Total adjusted group revenue for the year was £23.7bn, down 1% on 2017. This was despite a revenue boost in the Consumer division and the EE mobile business unit. Adjusted group EBITDA was down 2% year-on-year to £7.5bn, and the adjusted pre-tax profit fell 2% to £3.4bn.

BT Global Services revenue fell 9% annually to £5.5bn with adjusted EBITDA falling 12% to £434m. And the Business and Public Sector division saw sales dip 4% to £4.8bn, with adjusted EBITDA down 7% to £1.4bn. This division is now going to be merged with the Wholesale and Ventures unit to form a single BT Enterprise division.

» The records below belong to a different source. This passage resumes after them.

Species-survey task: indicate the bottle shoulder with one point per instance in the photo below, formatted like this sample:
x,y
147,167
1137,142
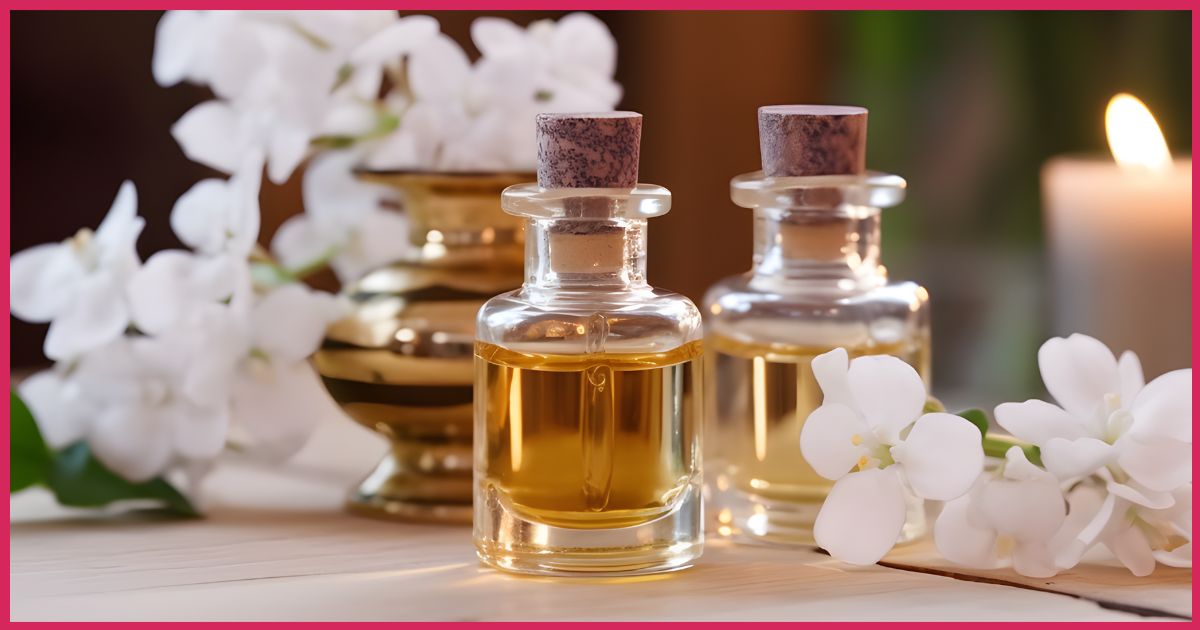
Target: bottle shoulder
x,y
645,319
749,292
756,312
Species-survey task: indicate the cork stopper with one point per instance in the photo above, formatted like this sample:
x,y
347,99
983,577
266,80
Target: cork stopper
x,y
589,247
588,150
798,141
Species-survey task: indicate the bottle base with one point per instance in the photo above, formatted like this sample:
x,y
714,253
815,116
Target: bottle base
x,y
748,517
595,563
507,540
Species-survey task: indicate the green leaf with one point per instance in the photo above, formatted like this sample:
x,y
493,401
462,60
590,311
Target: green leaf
x,y
79,479
999,445
978,418
29,457
933,406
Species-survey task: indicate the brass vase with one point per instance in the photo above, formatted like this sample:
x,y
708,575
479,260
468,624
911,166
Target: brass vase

Incidentally, Wholesale and Ventures posted year revenue down by 5% to £2bn, and adjusted EBITDA falling 10% to £754m.

Martin Courtney, an analyst at TechMarketView, said of the results: “Management attribute these declines to challenging market conditions and BT’s decision to exit lower margin business, but we think the answer is more complex.

“BT is losing big connectivity contracts to rivals, failing to win or even bid for new ones, and being too slow to implement digital technologies that will simultaneously attract new customers, whilst reducing its own opex.”

BT itself reported order intake on a rolling 12 month basis was down 17% for Global Services and down 28% for Wholesale and Ventures.

After 2017's full year results, which also showed stagnant group growth and also a very poor year for BT Global Services, BT chief executive Gavin Patterson said last May: “We’ve undertaken a strategic review of Global Services. Technology trends mean that we are now less dependent on owning physical local network assets around the world, creating the opportunity to reposition Global Services as a more focused digital business.

“We are therefore restructuring our Global Services organisation to enable this strategic refocusing.”

After BT then putting in place a new CEO for BT Global Services shortly after the 2017 results, we now have this performance one year on. So it seems a lot more work has to be done.